Blog

3 key considerations for load testing when migrating to the cloud

7 months ago
8 September 2023
0 replies
99 views

C

Userlevel 4

+2

Community Administrator
Community Manager
229 replies

By Bob Reselman, Software Developer and Technology Journalist

The value proposition for migrating to the cloud is compelling. You don’t need to staff a department full of systems engineers and admins to provision and maintain a company’s infrastructure. Instead, infrastructure has been abstracted away by the service provider, thus allowing a small team to use automation to expand or contract the computing environment to meet the needs at hand. And when it comes to the cost of computing resources, you only pay for consumption. Nothing drives a CFO closer to the edge of despair than a room full of underutilized hardware eating up the company’s financial resources, producing no return.

So, for cloud computing, what’s not to like? Not much. The migration to cloud computing is growing among companies large and small. By 2024, Gartner projects that more than 45% of IT spending on system infrastructure, infrastructure software, and business process outsourcing will shift from traditional solutions to the cloud.

The bad news is that migrating to the cloud successfully does not happen by magic. It’s not as simple as writing some scripts and paying the bill at month’s end. Many of the issues needed to be addressed in an on-premises environment are still outstanding in the cloud, particularly when it comes to application performance. Migrating applications to the cloud presents new issues, in addition to those typically found in on-premises environments. However, just because there are issues, it does not necessarily follow that cloud migration is a bad idea. There is a lot of benefit to migrating to the cloud provided that your company plans wisely. The key is to understand the issues associated, using a solid plan that addresses them, particularly for load testing.

The following sections describe the three key considerations to address as you plan to load test your applications when migrating to the cloud.

1. Make sure your testing plan matches your migration pattern

There are five patterns of cloud migration. You can rehost the application on an infrastructure as a service (IaaS) platform. This includes using the cloud to provide raw virtual servers and network capabilities. Work required consists of complete provisioning of OS setup to network configuration. Then, once the infrastructure is created, you add in applications and data.

The next approach is to refactor the application for the platform as a service (PaaS) deployment. It’s similar to the rehost pattern, except with PaaS the operating system is already installed as there are more typical applications included, like SSH, database, and web servers.

You can revise the application for use in either IaaS or PaaS deployment. The revised pattern means that you are updating code to work in the given environment. Revision can also involve altering the way security works or how IP addresses are allocated.

The rebuild factor means you are making considerable changes to the application to enable it to work in a particular PaaS. For example, creating an entirely new application that takes advantage of specific features native to the cloud implementation.

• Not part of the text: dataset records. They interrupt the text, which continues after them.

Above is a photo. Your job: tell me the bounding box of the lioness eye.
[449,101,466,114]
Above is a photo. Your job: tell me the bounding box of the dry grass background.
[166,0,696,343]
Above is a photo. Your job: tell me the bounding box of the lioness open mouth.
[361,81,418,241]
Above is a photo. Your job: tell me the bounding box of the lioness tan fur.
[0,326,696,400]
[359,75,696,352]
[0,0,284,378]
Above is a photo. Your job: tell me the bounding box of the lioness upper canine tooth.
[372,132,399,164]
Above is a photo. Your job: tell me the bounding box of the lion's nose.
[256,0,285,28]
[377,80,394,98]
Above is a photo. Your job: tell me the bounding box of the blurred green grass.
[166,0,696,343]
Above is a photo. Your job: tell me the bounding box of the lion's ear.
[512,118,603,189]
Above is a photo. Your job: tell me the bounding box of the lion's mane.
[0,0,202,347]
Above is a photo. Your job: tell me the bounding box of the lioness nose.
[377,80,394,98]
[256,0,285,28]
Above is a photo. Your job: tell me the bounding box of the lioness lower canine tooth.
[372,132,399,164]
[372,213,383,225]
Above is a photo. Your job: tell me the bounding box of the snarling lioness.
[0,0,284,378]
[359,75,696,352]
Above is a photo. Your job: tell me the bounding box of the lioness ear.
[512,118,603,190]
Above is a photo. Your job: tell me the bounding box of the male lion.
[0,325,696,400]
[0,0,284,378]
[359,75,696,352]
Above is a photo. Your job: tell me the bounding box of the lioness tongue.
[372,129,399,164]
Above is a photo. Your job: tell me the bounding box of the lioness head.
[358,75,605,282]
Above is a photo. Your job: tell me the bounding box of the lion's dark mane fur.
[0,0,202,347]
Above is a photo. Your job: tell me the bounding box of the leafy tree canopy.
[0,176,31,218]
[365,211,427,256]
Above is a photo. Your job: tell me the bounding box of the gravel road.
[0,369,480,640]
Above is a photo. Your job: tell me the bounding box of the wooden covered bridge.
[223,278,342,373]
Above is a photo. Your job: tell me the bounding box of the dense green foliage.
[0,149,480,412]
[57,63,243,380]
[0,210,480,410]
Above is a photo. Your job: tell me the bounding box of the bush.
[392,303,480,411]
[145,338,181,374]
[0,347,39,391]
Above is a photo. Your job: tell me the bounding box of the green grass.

Likewise, there can be a replace pattern that results in the creation of a brand new approach to the application’s architecture as it delivers features to your users. An example of using the replace pattern would be when you migrate from an application using VMs or containers maintaining instances of Tomcat, MySQL and RabbitMQ installed to a serverless approach (and serverless functions, databases, and messaging system native to the cloud providers).

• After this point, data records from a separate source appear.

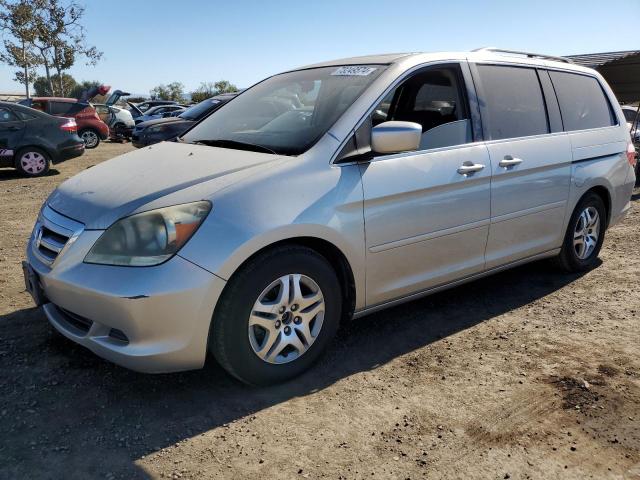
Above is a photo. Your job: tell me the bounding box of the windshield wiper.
[190,139,277,155]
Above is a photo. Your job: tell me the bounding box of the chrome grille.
[31,205,84,266]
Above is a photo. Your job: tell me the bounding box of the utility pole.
[22,39,31,99]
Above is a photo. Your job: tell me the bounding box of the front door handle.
[498,155,522,168]
[458,162,484,175]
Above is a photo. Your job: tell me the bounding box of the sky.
[0,0,640,94]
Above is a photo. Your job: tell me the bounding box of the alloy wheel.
[573,207,600,260]
[82,130,98,148]
[20,152,47,175]
[248,273,325,364]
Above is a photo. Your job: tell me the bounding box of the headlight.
[84,201,211,267]
[147,125,169,133]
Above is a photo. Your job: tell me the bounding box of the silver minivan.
[23,49,635,385]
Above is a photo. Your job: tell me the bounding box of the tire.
[78,128,100,150]
[15,147,51,177]
[556,192,607,272]
[209,246,342,386]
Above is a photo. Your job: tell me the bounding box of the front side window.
[0,107,18,123]
[182,65,386,155]
[371,66,472,150]
[549,71,617,131]
[478,65,549,140]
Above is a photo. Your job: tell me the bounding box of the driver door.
[360,64,491,306]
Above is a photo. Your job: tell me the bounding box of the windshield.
[178,98,221,120]
[182,65,385,155]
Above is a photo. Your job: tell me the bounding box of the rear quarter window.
[549,71,617,131]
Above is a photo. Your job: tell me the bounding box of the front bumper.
[27,205,225,373]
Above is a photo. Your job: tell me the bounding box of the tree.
[31,0,102,96]
[0,0,102,94]
[0,0,39,98]
[68,80,102,99]
[149,82,184,102]
[33,73,78,97]
[191,80,238,102]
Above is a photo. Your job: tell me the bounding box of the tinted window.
[622,108,637,122]
[549,72,616,131]
[49,102,75,115]
[15,110,38,120]
[478,65,549,140]
[371,66,472,150]
[180,98,221,120]
[182,65,385,155]
[0,107,18,123]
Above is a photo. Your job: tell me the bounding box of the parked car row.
[19,97,109,148]
[0,102,86,177]
[131,93,237,148]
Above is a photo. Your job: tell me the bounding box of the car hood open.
[136,117,186,130]
[47,142,282,230]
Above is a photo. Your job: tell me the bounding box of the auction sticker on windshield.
[331,65,376,77]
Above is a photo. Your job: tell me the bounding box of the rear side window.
[0,107,18,123]
[16,110,38,120]
[549,71,617,131]
[478,65,549,140]
[49,102,86,115]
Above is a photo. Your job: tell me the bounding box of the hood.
[136,117,186,130]
[104,90,131,105]
[47,142,282,230]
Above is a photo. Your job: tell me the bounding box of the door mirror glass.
[371,121,422,153]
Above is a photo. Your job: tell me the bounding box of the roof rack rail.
[471,47,573,63]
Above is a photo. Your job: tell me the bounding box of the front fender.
[180,161,365,308]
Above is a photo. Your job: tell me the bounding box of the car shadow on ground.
[0,262,592,478]
[0,168,60,182]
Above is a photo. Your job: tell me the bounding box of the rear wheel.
[16,147,51,177]
[209,246,342,385]
[78,128,100,148]
[557,192,607,272]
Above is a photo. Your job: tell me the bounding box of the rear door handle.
[498,155,522,168]
[458,162,484,175]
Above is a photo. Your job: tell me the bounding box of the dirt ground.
[0,144,640,479]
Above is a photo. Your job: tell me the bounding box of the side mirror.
[371,122,422,153]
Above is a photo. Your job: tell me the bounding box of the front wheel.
[557,192,607,272]
[79,128,100,149]
[209,246,342,385]
[16,147,51,177]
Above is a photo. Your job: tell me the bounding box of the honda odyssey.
[23,49,635,385]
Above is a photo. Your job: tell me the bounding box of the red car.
[19,97,109,148]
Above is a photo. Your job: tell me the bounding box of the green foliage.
[191,80,238,103]
[33,73,78,97]
[0,0,102,95]
[68,80,102,99]
[149,82,185,102]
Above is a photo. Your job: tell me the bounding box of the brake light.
[627,142,637,167]
[60,118,78,132]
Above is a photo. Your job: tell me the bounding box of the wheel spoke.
[247,273,325,364]
[258,332,288,363]
[293,322,313,347]
[298,290,322,313]
[275,275,291,305]
[249,313,275,332]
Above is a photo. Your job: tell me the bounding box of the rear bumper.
[52,142,84,163]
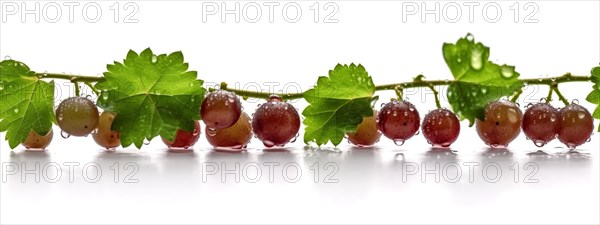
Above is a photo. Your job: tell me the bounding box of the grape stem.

Of course, each approach has its boundaries and ramifications. Thus, load testing methodologies will vary according to the method. Consider this: when you are rehosting an application, load testing will focus more on the overall environment. Do you have enough network bandwidth? Are your VMs provisioned with enough CPUs, memory, and disk to support the load?

When you are replacing a server-based architecture with a serverless approach, load testing needs to focus on application performance at access points rather than on the internal organs of the infrastructure. You have control over the code and data center regions. You do not have control over CPU or memory allocation, which is done by the service provider; hence, the focus on application behavior.

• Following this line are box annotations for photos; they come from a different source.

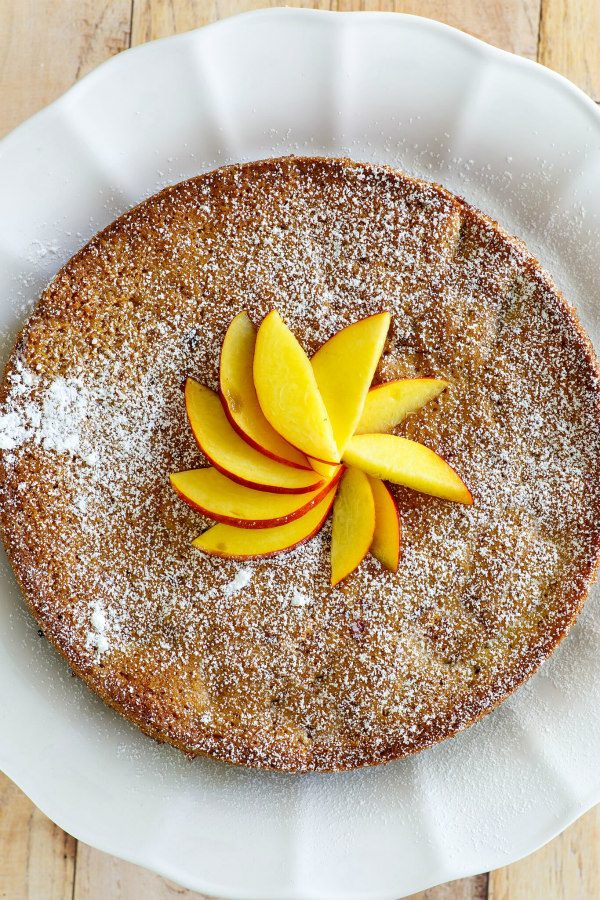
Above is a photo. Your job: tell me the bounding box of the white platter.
[0,10,600,900]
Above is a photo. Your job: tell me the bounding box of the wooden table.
[0,0,600,900]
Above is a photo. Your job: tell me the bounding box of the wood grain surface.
[0,0,600,900]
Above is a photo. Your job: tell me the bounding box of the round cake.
[0,158,600,772]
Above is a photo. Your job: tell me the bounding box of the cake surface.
[0,157,600,771]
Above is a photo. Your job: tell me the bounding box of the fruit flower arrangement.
[171,310,473,585]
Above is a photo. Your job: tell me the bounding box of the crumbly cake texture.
[0,157,600,771]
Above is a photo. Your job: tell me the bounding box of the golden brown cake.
[0,158,600,771]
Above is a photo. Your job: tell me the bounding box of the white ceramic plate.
[0,10,600,900]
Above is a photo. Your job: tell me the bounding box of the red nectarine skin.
[192,485,337,559]
[219,390,311,471]
[185,378,323,494]
[170,466,343,528]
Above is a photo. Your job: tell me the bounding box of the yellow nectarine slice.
[369,478,400,572]
[254,310,339,463]
[308,456,342,481]
[311,312,390,455]
[219,312,309,469]
[185,378,323,494]
[170,466,341,528]
[344,434,473,504]
[192,485,337,559]
[356,378,448,434]
[331,469,375,585]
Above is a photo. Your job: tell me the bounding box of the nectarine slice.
[192,485,337,559]
[331,469,375,585]
[185,378,323,494]
[311,312,390,455]
[170,466,341,528]
[219,312,309,469]
[356,378,448,434]
[344,434,473,504]
[369,478,400,572]
[254,310,340,463]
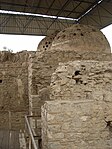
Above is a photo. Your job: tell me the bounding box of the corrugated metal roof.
[0,0,112,35]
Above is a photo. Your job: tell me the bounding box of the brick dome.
[50,24,111,53]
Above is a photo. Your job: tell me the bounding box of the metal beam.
[77,0,103,21]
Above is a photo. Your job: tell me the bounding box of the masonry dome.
[50,24,111,53]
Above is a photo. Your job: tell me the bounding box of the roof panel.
[0,0,112,35]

Testing costs time and money. Having a clear understanding of which of the five migration patterns are in play will help you use your company’s resources wisely.

2. Address the myth of cloud elasticity

Elasticity is characteristic allowing a cloud service to automatically increase and decrease computing capacity to meet the current need. This is good news in that customers pay only for the resources they use. The bad news is that the notion of elasticity creates a myth. The myth being that once the provisioning technology senses thresholds are being met, new servers will magically appear to save the day. Sure, the provisioning technology might detect that disaster is present. But the problem is that by the time the additional VMs are spun up, it could be too late. A complex VM can take 10 to 15 minutes to get up and running. Containers can launch faster but still take time. The trick is to avoid disaster before it occurs. Companies living and dying on capacity planning understand the ebb and flow of demand. Instead of relying on elasticity automation to ensure that infrastructure capacity meets consumption needs, they anticipate demand and spin up accordingly. For example, Netflix understands that peak usage hours are during movie viewing time between 6 and 10 PM. As a result, they spin up nodes beforehand to meet the demand of these mission-critical hours, using well-defined provisioning templates.

What does this mean regarding load testing?

Load testing is not a one-scenario-fits-all undertaking. Instead, you need to take a look at all aspects of the computing environment, emulating accordingly. This means that you have a detailed understanding of the provisioning environments to be followed and the conditions under which expansion and contraction are to take place. For example, if you are load testing to support peak usage, make sure you are creating the required number of virtual users to mimic usage, making sure the computing environment is provisioned according to what’s to be used in production. Also, make sure you accurately mirror the ebb and flow of expansion and contraction. Issues usually don’t happen when everything is as it should be. Usually, things go awry when you transition capacity up and down.

Finally, if your company is relying on some automation that does provision on demand, make sure that you create threshold situations that are defined in well-known service level agreements. Don’t count on assumptions; be fact-based when testing. If you find that automated provisioning works for you, great. Know that for load testing, consider the presence of any approach to elasticity a nice-to-have. It’s better to break a predefined computing environment and be safe than accommodate an assumed one and be sorry.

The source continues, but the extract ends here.